In court filings Tuesday, attorneys for Gibson and his production company asked the court to seal the movie's financial records and only allow Fitzgerald's lawyers access to them. The information details the movie's domestic and foreign box office receipts, production costs and distribution expenses.
The defense is also seeking to dismiss some of Fitzgerald's claims, including fraud, which if proven would allow Fitzgerald to seek punitive damages.
LOL...what was to write? The story came from the four Gospels in Aramaic. I’d say he was over-paid.
There were two other - and IMO pervasive - sources for Gibson's Passion. Many specific story points and details in the movie were lifted from Anne Catherine Emmerich's "vision" Dolorous Passion, and from the "private revelations" given to Mary of Agreda.
Imagine if a plumber or an electrician came back to us after we sold a home they contracted to help build and demanded more because they didn't know how much the home would sell for?
I’d like to see what the “small” salary was.
If the basis of your costs is on the total budget (I don’t know how things are done in the movie business, so that might be true) and you were lied to about the total budget, I’d say it was a reason to sue.
Do you know how these contracts normally work?
Gibson admits as much. On the DVD there is a commentary track with Gibson and two Catholic Theologins and they generally point out which parts of the movie are based on those sources. It's a very cool commentary which points out lots of little subtle things going on in the movie I never would have picked up on watching on my own.
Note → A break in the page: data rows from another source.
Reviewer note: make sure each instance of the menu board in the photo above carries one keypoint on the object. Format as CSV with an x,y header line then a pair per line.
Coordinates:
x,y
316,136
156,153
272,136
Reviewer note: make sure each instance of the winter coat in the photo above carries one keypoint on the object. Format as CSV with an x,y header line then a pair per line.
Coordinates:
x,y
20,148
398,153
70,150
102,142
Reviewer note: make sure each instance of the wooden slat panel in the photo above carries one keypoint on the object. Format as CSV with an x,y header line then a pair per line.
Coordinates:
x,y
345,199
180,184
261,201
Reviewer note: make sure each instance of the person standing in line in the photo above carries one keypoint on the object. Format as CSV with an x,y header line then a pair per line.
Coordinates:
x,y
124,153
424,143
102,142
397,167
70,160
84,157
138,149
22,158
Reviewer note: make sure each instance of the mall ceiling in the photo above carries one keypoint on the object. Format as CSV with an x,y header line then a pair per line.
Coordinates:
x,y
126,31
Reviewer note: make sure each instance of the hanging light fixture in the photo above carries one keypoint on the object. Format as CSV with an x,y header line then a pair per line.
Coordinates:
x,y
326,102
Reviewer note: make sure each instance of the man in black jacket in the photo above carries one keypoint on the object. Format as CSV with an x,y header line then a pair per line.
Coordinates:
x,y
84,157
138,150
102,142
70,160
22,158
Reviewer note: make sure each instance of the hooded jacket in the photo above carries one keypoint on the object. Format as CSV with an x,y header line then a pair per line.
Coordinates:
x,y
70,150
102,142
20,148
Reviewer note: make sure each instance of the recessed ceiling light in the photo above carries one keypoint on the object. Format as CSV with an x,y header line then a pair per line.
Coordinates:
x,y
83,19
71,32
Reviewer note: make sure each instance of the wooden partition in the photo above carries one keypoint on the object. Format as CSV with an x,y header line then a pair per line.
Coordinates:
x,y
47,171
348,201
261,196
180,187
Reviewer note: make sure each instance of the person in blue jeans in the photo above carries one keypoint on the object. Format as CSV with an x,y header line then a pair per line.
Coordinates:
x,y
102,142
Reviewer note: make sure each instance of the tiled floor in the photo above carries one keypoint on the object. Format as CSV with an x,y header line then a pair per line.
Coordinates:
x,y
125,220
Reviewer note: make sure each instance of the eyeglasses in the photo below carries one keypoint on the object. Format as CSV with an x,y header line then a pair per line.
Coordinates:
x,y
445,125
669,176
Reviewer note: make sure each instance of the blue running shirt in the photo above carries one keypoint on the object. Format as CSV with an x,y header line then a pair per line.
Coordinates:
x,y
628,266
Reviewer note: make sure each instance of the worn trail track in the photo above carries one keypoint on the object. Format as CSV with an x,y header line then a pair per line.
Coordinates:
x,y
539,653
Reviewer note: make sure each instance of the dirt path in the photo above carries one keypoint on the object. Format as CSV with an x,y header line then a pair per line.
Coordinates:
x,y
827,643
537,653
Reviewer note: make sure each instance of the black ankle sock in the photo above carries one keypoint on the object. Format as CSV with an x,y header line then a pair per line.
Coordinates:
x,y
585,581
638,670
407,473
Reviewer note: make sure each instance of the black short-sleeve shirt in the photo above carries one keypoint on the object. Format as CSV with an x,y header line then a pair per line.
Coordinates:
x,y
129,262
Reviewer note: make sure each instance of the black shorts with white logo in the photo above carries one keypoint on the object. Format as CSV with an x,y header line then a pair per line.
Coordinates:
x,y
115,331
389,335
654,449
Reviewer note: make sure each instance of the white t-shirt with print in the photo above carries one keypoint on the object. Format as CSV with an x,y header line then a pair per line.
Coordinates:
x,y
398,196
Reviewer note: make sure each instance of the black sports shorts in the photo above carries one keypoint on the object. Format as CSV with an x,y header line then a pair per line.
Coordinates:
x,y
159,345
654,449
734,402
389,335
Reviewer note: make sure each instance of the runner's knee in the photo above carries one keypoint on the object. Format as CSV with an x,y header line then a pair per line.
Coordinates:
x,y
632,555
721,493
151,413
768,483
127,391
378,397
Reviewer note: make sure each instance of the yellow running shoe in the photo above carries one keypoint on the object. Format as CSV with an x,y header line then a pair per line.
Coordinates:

The document states that Fitzgerald was told by Gibson that he would be working on a small, four to seven-million-dollar project that would yield little money for the former, and none for the latter. However, some accounts reveal that the film grossed over 600 million dollars worldwide. Fitzgerald's complaint is that he was paid 75,000 dollars, and that he had to borrow 200,000 dollars from Gibson for expenses.Apparently part of the rub is that Gibson promised FItzgerald that he (Gibson) would never profit from the movie, because it would be wrong to make money from the story of Jesus. Instead, Gibson has paid himself $30 million.
Can’t say that I do. Something more for lawyers than film buffs.
Yes, if that is what the contract said. But if the contract does not state that, the guy only has himself to blame.
>> Something more for lawyers than film buffs.<<
Well, I thought maybe you could have seen a case like this connected to the history of Hollywood. But thanks!